About Francis Hosein Expertise I can answer questions on relationships; marriage, abuse, controlling relationships, successful relationships, codependency, father and daughter relationships,
I can answer questions on psychics, mediums, paranormal phenomena.
Experience relationships, psychic readings, setting goals, meditation, tai chi, therapy, yoga, massage. neuro linguistic programming
Education/Credentials b.a. in psychology, therapist in NLP, degree in chi nei tsang massage.
medium for over twenty years.
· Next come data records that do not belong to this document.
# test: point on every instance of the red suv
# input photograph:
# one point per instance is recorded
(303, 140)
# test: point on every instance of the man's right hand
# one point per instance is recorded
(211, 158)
Tai chi teacher for 27 years.
Question I am desperate I want my relationship to work but don't know how I have
been with him 5 years now have 2 children and depend on him for
everything.But if I don't listen to him or do what he wants me to he becomes
verbally abusive and if is very hurtful I have tried in the past to tell him but he
refuses to change and it is only getting worse I'm in tears now because we
just had a physical fight.he dies not care who is around he has done it front if
my parents, his mother and even my children it stared verbally than pushing,
chocking softly,he now punches me in the stomach,legs arms etcand a few
times in the face but he now chockes me hard to where it is difficult to
breathe bit if I leave him I will have nothing and worse my children will be
away from him they are 5 and 7 DOI really want it to work what do I do if
anything Thank you Desirae
Answer Hi Desirae, It takes courage to break a pattern.
You are so dependent on him you do not see your talent and ability, when you have a chance go to my website and read the article on abusive relationship.
You need to have a plan to get out of this relationship because you are not thinking of the children and what it is doing to them although you do not see it they are hurting.
Show them that their mother is not going to hurt them by putting them through this abuse.
They are growing up with a feeling of hopelessness because the one person who is suppose to be their for them is putting them in difficulties.
In every city their are agencies to help you, take the time to call and move out.
Do you know you are more powerful than him because you have the courage to hold on but it is not helping your children.
Please understand you have nothing right now, you would rather go through suffering with you and the children because you are afraid that you are going to lose, does that make sense.
You will gain more for you and the kids when you leave, you have more talent that you do not see right now.